Lights are out, that means shadows, lots of shadows, lots of ways in for them. At least she got a few to believe her and trust her, and got them to try and protect Violet. But I don't understand what she is going to be able to do about the shadows? Is there away to find and detach the shadow umbilical? She pretty much took off like a bat out of hell when hearing about the lights, so she must have some idea of what or how to deal with the situation. Going to be interesting to see her solution.

I love horror films. Hope this novel will become a movie soon and a best seller

Sir she is about to blow “Then get the fuck out of there"

Helen said “Oh yeah, I helped design the escape system on this tub. Four of these modules can detach from the central sphere...Only way to evacuate the whole crew in a hurry if there was ever a need to.”
“What can be done?” Olivia pleaded. The woman shrugged. “We’re doing it now.”
“So...Helen. How do we detach the module? When the time comes, I mean....”
“Hey, did you just..?” Olivia raised heavy wrench over Helen and brought it down on her head with a skull shattering crack. Helen collapsed in a heap. She had to do it, she had to do it with Violet’s life on the line. Olivia performed surgery just as she remembered Vivian performing surgery on her.

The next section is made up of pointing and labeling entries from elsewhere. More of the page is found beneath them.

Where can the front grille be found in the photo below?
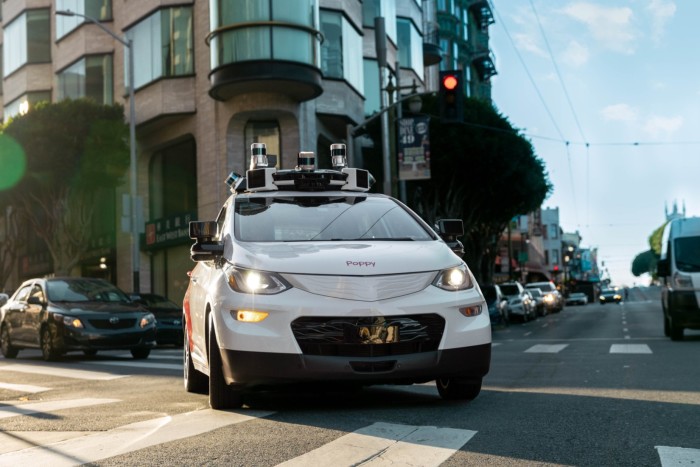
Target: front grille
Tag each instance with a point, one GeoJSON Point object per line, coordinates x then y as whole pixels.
{"type": "Point", "coordinates": [122, 323]}
{"type": "Point", "coordinates": [371, 336]}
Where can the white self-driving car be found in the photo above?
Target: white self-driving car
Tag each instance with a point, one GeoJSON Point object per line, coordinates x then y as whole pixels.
{"type": "Point", "coordinates": [306, 277]}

Olivia almost lost her hope, she thought Violet is gone, but slowly she could hear her heartbeat.
When the crew came Olivia told them her story what happened, she said what happened to Helen was an accident, the crew fortunately believed her. Violet’s breathing looked more regular. She thought she saw the eyelids twitch.
Olivia with the crew are trying to protect them self by barricading the floor and using any weapons they have available. The next few hours will decide if Violet will survive....

your stories should reach a lop level... god bless you 👍

@alexbeyman That is why I'm completely scared of any babies in horror films, books or games. Babies know how to make me horrified they feel my fear. They feed on it!!!
##Upvote/Resteem###

well thanks for posting just going to read it ... nice share

Waiting for next part 13 . keep sharing with us , I will support you, don't forget to support back. Thank you.